Observing my hesitation, Makalaurë spoke further, weaving a picture most grim with his musical voice. "If thou hadst been there; if thou hadst been at Formenos to see what was done to our folk, what that evil which robbed us of wit and will, what Moringotho himself did to our grandsire; if thou hadst seen the house broken and ravaged and the chamber or iron torn apart, differently wouldst thou think."

I closed my eyes tightly, to stop the vision he created and the warm salt tears that would betray me. Always could Makalaurë speak to my heart, where even Maitimo and Ambarussa failed. But to Aulë was I bound by oath. And I loved the Valar – I could not be part of this rebellion against them, nay, not even for those others I loved.

"I was not there at that time, and that of thy father’s doing!" said I, with determination not to succumb. Swiftly I reached out to my son, and Makalaurë came close to me so that I could kiss his brow and bless him upon his journey. "I wish the path before thee were easier, and always have I wished thee joy, my dear one."

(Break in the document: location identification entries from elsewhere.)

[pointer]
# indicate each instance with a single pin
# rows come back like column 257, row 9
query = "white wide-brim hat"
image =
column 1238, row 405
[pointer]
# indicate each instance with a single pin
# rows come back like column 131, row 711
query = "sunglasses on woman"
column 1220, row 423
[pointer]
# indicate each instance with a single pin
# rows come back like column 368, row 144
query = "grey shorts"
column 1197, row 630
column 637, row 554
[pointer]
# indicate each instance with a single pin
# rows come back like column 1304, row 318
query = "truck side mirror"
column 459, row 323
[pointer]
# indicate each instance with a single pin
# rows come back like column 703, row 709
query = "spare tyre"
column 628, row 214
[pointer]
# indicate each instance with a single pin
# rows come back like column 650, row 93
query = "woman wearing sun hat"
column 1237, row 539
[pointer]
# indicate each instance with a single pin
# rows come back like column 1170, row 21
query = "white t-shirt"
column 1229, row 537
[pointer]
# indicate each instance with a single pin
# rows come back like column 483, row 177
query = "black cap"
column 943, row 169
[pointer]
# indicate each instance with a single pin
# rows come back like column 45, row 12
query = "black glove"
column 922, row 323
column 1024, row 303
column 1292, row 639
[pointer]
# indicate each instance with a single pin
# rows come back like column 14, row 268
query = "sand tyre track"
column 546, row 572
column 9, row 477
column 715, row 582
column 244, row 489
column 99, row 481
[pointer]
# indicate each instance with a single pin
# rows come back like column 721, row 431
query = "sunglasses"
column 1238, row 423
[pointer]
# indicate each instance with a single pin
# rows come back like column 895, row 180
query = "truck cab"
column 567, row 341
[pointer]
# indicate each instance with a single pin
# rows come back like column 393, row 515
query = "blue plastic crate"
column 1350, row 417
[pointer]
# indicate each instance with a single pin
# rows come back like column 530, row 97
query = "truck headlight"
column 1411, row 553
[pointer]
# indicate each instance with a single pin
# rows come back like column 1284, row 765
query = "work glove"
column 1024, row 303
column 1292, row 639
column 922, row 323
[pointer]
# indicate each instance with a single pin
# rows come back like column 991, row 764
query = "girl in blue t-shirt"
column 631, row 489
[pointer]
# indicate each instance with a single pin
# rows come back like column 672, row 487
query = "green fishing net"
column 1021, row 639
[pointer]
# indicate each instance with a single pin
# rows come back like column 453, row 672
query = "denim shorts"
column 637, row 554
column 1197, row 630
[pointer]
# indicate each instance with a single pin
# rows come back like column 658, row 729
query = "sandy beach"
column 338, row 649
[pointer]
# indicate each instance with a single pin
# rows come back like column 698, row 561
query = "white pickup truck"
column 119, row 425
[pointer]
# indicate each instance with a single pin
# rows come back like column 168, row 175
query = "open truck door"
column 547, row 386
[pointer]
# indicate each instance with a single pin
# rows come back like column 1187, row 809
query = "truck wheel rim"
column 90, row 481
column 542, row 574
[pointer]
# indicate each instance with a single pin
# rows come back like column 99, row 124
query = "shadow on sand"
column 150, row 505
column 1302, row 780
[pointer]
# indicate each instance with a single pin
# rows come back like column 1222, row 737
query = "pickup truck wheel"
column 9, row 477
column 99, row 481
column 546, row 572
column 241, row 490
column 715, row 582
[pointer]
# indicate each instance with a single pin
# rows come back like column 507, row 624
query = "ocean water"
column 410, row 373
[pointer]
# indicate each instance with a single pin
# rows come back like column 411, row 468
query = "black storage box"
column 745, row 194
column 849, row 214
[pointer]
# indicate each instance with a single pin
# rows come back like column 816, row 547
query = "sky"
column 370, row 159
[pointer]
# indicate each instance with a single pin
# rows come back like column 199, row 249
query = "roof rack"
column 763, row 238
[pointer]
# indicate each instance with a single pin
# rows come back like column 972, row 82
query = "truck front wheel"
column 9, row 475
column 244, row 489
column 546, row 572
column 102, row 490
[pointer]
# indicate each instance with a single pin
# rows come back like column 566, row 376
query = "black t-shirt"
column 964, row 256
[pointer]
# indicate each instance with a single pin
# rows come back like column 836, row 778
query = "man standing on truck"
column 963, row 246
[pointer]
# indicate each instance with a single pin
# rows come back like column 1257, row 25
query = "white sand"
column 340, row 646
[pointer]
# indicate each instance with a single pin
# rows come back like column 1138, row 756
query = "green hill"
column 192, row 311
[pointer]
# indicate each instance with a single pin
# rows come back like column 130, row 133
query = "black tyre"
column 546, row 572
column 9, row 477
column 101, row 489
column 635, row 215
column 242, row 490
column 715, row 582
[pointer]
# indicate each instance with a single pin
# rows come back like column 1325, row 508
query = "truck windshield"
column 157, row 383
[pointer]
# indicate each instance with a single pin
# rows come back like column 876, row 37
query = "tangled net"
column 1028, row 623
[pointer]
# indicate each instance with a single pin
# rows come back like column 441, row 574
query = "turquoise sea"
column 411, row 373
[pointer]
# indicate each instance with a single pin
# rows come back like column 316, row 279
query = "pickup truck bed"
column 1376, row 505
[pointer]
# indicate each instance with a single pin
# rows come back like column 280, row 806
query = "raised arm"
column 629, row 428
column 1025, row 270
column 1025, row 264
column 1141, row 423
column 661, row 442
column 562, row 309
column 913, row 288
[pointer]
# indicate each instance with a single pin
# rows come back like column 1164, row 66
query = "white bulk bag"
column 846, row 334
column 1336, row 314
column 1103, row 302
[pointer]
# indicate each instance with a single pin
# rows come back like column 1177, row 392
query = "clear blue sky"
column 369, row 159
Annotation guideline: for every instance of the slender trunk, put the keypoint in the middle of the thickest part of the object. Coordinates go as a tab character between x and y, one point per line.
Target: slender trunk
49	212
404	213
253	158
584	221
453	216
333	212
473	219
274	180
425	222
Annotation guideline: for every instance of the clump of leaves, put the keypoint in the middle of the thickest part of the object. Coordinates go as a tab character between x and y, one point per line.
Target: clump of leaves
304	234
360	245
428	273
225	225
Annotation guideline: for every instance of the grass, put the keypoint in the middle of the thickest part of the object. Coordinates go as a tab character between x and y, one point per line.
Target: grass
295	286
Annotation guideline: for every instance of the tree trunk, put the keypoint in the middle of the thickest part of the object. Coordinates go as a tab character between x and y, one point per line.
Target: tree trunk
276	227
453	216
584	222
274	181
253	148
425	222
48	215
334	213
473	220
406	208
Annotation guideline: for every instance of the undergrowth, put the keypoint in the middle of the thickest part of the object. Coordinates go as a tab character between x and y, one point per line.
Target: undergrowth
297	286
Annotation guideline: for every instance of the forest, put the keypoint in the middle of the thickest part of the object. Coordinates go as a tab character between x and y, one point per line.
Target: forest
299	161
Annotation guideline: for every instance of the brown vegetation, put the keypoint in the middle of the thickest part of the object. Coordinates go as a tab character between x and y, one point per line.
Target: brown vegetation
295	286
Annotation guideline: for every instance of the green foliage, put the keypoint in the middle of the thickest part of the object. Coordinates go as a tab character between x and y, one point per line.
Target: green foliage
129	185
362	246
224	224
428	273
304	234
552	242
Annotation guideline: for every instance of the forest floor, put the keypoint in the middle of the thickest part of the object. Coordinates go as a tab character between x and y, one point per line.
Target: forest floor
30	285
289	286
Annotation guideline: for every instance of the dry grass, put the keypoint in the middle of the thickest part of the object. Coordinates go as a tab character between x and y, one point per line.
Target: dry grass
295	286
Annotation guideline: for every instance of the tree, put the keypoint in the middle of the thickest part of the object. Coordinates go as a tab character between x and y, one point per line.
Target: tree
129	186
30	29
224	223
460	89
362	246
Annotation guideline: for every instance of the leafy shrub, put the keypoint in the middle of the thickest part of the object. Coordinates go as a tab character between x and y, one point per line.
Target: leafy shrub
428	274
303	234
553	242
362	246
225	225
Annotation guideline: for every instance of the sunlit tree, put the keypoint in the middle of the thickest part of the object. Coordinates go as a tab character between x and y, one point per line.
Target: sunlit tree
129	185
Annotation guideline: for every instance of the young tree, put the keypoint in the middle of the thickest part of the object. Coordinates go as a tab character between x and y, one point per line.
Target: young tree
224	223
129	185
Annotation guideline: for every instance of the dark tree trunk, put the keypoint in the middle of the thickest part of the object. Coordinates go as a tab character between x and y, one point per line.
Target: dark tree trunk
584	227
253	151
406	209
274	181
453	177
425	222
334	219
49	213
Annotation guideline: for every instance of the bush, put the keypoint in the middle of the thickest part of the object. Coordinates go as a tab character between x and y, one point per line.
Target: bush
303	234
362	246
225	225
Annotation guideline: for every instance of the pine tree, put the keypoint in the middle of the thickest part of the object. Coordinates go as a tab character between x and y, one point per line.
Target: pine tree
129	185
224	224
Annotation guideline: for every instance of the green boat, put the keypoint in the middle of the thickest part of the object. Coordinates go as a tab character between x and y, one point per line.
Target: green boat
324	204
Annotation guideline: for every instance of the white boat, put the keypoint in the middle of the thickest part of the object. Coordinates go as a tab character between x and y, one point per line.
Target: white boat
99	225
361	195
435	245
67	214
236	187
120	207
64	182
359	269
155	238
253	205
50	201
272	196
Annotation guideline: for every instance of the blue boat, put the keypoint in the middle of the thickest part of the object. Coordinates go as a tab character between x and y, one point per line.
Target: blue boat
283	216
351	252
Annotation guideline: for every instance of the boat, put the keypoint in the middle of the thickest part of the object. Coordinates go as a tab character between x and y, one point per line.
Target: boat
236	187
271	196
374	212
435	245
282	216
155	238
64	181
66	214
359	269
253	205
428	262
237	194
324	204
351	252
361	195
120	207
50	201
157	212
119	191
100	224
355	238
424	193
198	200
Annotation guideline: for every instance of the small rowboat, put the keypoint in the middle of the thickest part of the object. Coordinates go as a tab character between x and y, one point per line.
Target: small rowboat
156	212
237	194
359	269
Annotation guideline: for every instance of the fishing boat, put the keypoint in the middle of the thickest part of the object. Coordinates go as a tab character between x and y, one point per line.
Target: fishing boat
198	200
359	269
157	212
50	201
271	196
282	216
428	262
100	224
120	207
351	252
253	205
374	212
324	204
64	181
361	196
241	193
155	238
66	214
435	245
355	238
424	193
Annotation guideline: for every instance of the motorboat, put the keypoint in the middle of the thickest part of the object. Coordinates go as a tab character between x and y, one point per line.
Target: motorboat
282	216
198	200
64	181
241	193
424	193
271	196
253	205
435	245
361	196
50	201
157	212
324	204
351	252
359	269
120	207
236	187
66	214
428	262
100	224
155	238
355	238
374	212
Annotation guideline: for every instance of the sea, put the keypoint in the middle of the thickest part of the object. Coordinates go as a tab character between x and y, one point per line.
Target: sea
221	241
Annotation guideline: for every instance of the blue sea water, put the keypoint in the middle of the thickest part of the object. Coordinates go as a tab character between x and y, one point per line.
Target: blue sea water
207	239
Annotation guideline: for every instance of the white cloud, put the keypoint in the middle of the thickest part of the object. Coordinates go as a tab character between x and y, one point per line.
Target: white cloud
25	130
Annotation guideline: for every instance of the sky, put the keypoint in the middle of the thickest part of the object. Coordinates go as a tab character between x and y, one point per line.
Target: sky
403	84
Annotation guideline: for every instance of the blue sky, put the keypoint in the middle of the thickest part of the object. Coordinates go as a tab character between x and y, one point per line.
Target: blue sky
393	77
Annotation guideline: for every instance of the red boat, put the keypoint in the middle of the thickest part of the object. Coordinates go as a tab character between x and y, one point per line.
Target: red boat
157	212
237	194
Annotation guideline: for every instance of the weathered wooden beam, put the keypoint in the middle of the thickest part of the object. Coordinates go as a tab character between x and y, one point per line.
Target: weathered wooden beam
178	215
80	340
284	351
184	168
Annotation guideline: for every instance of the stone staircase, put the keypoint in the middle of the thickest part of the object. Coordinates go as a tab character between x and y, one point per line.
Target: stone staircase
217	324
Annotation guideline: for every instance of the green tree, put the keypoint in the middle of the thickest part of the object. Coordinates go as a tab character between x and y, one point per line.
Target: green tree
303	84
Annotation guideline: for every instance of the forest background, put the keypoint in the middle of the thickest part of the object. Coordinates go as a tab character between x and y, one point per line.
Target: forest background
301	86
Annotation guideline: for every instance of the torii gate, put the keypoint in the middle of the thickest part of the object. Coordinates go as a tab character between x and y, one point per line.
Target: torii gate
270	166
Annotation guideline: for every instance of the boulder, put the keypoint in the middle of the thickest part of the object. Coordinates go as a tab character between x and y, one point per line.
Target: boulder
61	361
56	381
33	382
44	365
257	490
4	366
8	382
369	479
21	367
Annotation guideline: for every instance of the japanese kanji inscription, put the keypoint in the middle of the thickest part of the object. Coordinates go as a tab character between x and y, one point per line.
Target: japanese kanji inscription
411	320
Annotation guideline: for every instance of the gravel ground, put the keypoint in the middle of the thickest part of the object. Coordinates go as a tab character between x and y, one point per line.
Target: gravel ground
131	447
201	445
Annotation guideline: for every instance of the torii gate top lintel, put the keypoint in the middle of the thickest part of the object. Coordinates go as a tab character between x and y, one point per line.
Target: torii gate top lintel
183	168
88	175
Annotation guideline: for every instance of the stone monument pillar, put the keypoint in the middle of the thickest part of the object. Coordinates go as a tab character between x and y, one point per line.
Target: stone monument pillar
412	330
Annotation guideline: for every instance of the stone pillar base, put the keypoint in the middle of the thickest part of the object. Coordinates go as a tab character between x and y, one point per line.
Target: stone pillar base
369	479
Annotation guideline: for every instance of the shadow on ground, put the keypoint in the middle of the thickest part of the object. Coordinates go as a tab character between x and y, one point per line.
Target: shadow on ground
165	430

He kissed me in turn, a wry smile touching the corners of his lips. "When we have done what is needful; when we have vengeance for our grandsire and the Silmarils are restored to us; when Arda is safe from Moringotho once again, then will I return for thee and for Enyalimë. I will come back for thee!" he stated with such determination that I almost believed him. But my insight told me that once he left the shores of Aman I would not see him again for many an age.

Then was he gone from the door of our house, and away to the great gate to join his father and brothers.

He whose powerful voice could cleave hearts and minds with its golden glory was gone. "Farewell, Makalaurë!" I whispered, as his form faded swiftly from my sight amongst the crowds. "May the Valar yet recall thy songs of thanksgiving unto them. May the Valar yet watch over thee."

- - - - -

Makalaurë - Maglor

Maitimo - Maedhros

Wirilomë – Ungoliant

Findekáno - Fingon

Nermir and Tavari – Fays of the meadows and fays of the woods; as mentioned in The Book of Lost Tales.

Tyelkormo - Celegorm

Nolofinwë - Fingolfin

indyo - Grandchild.

Fëalindo - Spirit of Song, I think

Tyelpinquar -Celebrimbor

Notes:

Regarding the celebration of the festival, I have used ideas from both HoME 1 and The Silmarillion. I am implying that there was a festival every seven years in Valmar, to celebrate the gathering of first fruits, and to praise Eru. Also, the arrival of the Noldor and Vanyar in Aman was celebrated at this time.(HoME 1), But every twenty-one years there was a feast of the greatest magnificence, lasting seven days, upon Taniquetil.